【文部科学省、国の取り組みを概観する】

報告書>長寿社会における生涯学習の在り方について:平成24年3月を読む:こちらから。

【各世代における社会教育をどうとらえるか?】

国(文部科学省)の考え方を良く知っておくために、前出の報告書にある各世代ごとの特性に配慮した社会教育という部分を以下に転載します。

<転載部分>

2 世代別・性別の特性への配慮

(1)幼児・青少年期の特性

○ 幼児・青少年期は、学校教育・社会教育を通じて、様々な学習を積み重ね、多くの人との出会いを通して、社会に巣立つまでの間に、成人としての素地を築く時期であり、この時期における学習が高齢期の生き方にも大きく影響を与えることとなる。

○ この時期は、子どもたちが、自ら課題を見つけ、自ら学び、自ら考え、主体的に判断し、問題解決できる能力を養うことができるように、「学校」「家庭」「地域」が連携し、ボランティア活動・体験活動への参加、世代間交流の促進など、子どもたちが無理なく社会に関わることができる機会をつくり出していくことが重要である

○ 特に、核家族化が進行する中で、子どもたちが祖父母等の高齢者と一緒に生活する機会が少なくなり、人の老いや介護、人の死と向き合う経験が少なくなっている。このため、学校や地域での高齢者とのふれあい等を通じて、人の生涯や命の尊厳、高齢者の心身の特徴などその実態について理解するとともに、長寿社会における自らの生き方、人生100年時代の多毛作人生のライフデザイン、さらには生涯学習の大切さを考える機会を設けることが重要である。

(2)成人期の特性
○ 成人期は、社会人としての生活スタイルが安定していく時期であり、個人の関心、年齢、体力に応じた主体的な活動がより可能となっていく時期でもある。

○ この時期は、できるだけ早い段階から定年退職等により仕事中心の生活が大きく変化することを念頭におきつつ、自己実現や生きがいづくりで充実させることができるよう、学習活動や地域社会の取組に積極的に関わり、仕事以外の人間関係を幅広く築くとともに、健康維持・増進のため積極的にスポーツに取り組んだり、若い頃の働き方とは異なる第二、第三の人生を生きるための人生設計についての学びが必要である。
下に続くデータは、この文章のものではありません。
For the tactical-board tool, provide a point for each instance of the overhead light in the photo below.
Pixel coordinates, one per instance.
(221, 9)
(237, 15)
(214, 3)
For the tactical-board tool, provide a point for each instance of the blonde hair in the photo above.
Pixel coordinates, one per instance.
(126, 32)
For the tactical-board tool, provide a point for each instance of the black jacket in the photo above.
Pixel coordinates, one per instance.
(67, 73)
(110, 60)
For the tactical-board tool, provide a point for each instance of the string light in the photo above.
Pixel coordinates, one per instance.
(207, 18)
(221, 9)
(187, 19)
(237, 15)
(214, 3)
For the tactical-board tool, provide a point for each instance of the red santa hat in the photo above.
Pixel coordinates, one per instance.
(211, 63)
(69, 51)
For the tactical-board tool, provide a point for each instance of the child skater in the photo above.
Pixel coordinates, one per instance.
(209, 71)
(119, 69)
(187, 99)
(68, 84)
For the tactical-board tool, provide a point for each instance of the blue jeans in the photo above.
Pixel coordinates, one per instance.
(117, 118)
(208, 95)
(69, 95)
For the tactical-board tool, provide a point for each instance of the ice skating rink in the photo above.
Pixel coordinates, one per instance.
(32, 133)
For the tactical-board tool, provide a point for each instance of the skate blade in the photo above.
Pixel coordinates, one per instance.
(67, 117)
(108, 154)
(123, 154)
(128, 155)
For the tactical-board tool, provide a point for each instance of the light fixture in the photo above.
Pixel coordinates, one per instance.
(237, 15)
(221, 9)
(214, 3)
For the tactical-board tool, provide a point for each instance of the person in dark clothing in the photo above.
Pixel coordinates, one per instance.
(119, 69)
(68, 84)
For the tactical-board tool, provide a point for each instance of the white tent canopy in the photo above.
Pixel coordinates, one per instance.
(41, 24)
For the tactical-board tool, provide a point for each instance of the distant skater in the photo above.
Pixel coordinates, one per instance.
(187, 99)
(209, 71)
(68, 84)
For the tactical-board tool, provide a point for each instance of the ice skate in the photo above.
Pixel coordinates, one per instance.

○ このように、成人期こそ、来るべき高齢期に向けた課題に対応するための学習が必要である。しかし、現実には、仕事の都合や子育てなど家庭の事情等によって学習や地域での活動に関与する人の割合は決して高くないのが現状である。

○ こうしたことから、近年では、「男性は仕事中心、女性は家事・育児中心」という固定的な性別役割分担意識に異を唱える人たちが増え、性別にとらわれず家庭や仕事を男女ともに担うという「ワーク・ライフ・バランス(仕事と生活の調和)」の実現に向けた取組が官民ともに進められ、社会的機運も高まってきている。

○ 仕事一辺倒ではなく、学習活動や地域活動にも携わる、ゆとりある生活を営むことが、視野・識見を広げることにも役立ち、業務効率を高めることにつながる。仕事とプライベート生活の両立や働き方の見直しを行うことが必要である。

(3)高齢期の特性

○ 高齢期は、定年退職等により、仕事中心の「タテ社会」での生活から家庭や地域社会中心のいわば「ヨコ社会」の生活へと新たなライフスタイルへの変更が求められる時期であり、健康で生きがいのある生活と社会との関わりが求められる一方で、人によっては、加齢に伴う心身機能の衰えや介護の問題、家庭や地域からの孤立など様々な問題が表面化してくる時期でもある。特に、男性高齢者については、一人暮らしによる孤立化など社会的自立が問題となってくることが多い。
一方、女性高齢者については、高齢期に達する以前の就業経験が少ない場合も多いため、相対的貧困率は女性の高齢単身世帯で高く、高齢女性の生活保護受給者も多い等、経済的自立が課題となる。

○ 高齢期における生活状況は、若い時期からの働き方や家族や地域との関わり方、能力開発、生活習慣等の蓄積に負う面が大きく、これまでの人生における社会的経験や知識を活かし、男女差にも配慮したきめ細かな生涯学習の推進が必要である。

○ この時期では、職業能力開発の機会の提供や就業相談などを推進し、多様な働き方の整備を通じて、経済的自立を図るとともに、それまでの人生で培ってきた知識・経験をもとに、積極的にボランティア活動などの社会貢献活動や地域活動に参画し、学びと実践を繰り返しつつ、自己実現、生きがいの創出を図っていくことが必要である。また、特に、これまで地域との関わりを持たなかった者については、役職や肩書きによらない対等なコミュニケーション方法についての学びも重要である。